Can't load and test pytorch model on images, which converted from tensorflow to onnx to pytorch

getting an error like RuntimeError: Given groups=1, weight of size [32, 3, 3, 3], expected input[1, 224, 4, 225] to have 3 channels, but got 224 channels instead

initially tensorflow trained model was using efficientnet_b0 architecture and converted this model from tf to onnx by tensorflow-onnx and onnx to pytorch using onnx2pytorch library and few lines of code was :
onnx_model = onnx.load(‘eff_model.onnx’)
pytorch_model = ConvertModel(onnx_model)
torch.save(pytorch_model, ‘effnet_model_.pth’)
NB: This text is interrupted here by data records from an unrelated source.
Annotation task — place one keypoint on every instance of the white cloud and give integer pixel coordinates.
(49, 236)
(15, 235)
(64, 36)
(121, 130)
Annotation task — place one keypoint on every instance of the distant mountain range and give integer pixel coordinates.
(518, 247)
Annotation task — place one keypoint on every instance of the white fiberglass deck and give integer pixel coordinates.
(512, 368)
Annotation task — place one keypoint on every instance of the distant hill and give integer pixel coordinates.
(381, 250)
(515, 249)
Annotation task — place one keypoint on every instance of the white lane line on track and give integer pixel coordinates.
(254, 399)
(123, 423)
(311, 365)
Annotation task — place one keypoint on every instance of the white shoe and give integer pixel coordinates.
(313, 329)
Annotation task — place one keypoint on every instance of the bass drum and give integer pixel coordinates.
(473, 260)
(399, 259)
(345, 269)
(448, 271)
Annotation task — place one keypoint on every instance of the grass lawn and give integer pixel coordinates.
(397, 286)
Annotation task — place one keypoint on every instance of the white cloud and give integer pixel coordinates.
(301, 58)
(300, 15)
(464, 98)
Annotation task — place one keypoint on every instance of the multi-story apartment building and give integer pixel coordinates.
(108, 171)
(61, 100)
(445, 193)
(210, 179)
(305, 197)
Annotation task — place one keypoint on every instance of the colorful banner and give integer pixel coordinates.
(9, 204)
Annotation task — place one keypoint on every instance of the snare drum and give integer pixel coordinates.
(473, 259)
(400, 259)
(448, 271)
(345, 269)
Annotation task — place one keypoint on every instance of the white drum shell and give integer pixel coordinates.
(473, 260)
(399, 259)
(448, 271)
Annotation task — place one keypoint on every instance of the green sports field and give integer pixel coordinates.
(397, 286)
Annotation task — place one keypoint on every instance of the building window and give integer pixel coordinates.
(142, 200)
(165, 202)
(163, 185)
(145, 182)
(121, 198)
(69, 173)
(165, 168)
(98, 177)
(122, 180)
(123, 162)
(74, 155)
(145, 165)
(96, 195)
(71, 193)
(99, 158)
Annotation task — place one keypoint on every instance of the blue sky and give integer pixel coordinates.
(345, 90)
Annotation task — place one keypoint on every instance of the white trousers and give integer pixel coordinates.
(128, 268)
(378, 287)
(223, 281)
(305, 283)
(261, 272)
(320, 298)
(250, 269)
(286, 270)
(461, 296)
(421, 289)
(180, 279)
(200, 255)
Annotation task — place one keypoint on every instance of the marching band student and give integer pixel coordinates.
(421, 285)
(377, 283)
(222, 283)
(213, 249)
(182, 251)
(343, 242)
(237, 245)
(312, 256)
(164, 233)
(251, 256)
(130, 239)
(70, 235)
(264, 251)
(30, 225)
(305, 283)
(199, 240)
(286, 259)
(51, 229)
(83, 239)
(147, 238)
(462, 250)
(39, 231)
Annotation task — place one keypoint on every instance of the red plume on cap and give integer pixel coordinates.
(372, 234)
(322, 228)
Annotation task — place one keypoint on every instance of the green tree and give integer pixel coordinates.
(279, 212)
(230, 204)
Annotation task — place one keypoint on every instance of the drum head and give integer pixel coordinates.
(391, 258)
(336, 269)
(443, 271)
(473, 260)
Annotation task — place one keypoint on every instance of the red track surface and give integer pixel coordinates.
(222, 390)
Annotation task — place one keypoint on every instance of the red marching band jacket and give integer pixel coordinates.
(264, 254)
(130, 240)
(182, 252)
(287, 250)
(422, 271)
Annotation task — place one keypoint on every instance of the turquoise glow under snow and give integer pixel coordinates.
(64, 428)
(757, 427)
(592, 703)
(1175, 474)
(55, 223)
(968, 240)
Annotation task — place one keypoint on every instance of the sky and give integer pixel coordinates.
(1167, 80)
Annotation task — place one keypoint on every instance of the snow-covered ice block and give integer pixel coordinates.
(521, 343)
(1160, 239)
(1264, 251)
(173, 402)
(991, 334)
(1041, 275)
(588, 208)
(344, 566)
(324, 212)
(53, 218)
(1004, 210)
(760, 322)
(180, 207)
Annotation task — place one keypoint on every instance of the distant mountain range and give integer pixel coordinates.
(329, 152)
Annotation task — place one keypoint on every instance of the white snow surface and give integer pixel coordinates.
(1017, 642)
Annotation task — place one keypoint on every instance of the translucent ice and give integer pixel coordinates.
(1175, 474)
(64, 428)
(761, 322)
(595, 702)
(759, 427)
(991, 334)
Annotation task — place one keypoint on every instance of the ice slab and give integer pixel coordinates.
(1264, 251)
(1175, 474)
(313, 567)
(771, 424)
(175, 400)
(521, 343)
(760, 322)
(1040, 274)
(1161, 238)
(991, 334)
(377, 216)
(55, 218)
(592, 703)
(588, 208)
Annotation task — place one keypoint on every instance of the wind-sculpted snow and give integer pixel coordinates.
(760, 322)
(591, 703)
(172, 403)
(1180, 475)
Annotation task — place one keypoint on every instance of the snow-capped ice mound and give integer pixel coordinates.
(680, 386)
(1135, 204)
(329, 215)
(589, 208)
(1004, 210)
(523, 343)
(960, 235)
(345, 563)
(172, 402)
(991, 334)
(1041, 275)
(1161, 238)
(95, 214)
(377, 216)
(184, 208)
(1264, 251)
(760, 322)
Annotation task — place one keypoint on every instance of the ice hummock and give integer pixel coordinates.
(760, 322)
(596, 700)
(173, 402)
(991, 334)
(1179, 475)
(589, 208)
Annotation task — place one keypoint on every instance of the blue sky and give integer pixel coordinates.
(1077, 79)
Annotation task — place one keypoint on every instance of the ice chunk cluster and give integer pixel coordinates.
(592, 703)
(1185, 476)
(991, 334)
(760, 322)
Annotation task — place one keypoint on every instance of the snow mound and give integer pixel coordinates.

but can’t get an outputs when loading model and predicting on real images
transform = transforms.Compose([
transforms.Resize(224),
# transforms.CenterCrop(224),
transforms.ToTensor(),
transforms.Normalize((0.485, 0.456, 0.406), (0.229, 0.224, 0.225))
])
model = torch.load(‘effnet_model_.pth’)
test = (‘test_images/’)
test_data = torchvision.datasets.ImageFolder(root = test,transform = transform)
test_loader = torch.utils.data.DataLoader(test_data, batch_size = 1)

with torch.no_grad():
for data in test_loader:
images, labels = data
outputs = model(images)
Please help out. thanks
@ptrblck your guidance helps a lot

Your current code seems to contain multiple issues:

  • The input shape is [1 ,224, 4, 225] which is neither a channels-first memory format (expected) not a channels-last one. Make sure to pass the input in the shape [batch_size, channels, height, width]. Also, you might want to pass the size argument to Resize as a tuple to make sure both spatial dimensions are equal.
  • Even after permuting the input, it would still have 4 channels while 3 are expected.